The Ministry of Finance attracted UAH16bn yesterday, with almost the entire volume due to "reserve" bonds.

The MoF offered three UAH ordinary (non-military) bills with maturity from one to three years, with the three-year note as "reserve" paper. This "reserve" instrument is one of three securities placed last week that the NBU has allowed banks to use from March 11 to cover part of required reserves. That is why banks directed all their demand to this instrument.

The three-year note was offered with a cap of UAH15bn. It received 42 bids for UAH 15.4 billion. Of this amount, UAH3.7bn was in non-competitive bids (satisfied at the actual weighted average rate), and the rest in competitive bids with rates from 19.25% to 19.75%. Demand with rates below the maximum interest rate was considerable because the MoF set the weighted average rate at 19.65%. As a result, the MoF fully satisfied all bids, non-competitive and competitive, with interest rates lower than 19.75%. Bidders who expected to buy bonds at the maximum rate received only a part of the desired volume within the remaining offer and in proportion to the size of their bids.

The other bills offered yesterday received little demand compared with "reserve" bonds: UAH164m for the one-year and UAH15m for the two-year securities. Seven participants were interested in the two-year bills at the usual rate, while the one-year instruments received a bid for UAH100m with a rate of 25%, which the MoF rejected.

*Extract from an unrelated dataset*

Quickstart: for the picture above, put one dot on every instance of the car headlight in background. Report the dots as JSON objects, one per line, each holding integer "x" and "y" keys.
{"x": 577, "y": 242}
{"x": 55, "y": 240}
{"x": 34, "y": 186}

The budget received 99.5% of the funds from yesterday's auction, most likely from banks that plan to use three-year government bonds to cover required reserves. The MoF sold UAH84.7bn of "reserve" bonds YTD, which provided the state budget with UAH89.4bn of proceeds or 76% of all funds raised YTD. Given that only banks buy "reserve" bonds, we can assume they are now the key provider of funds for financing the budget deficit from domestic sources.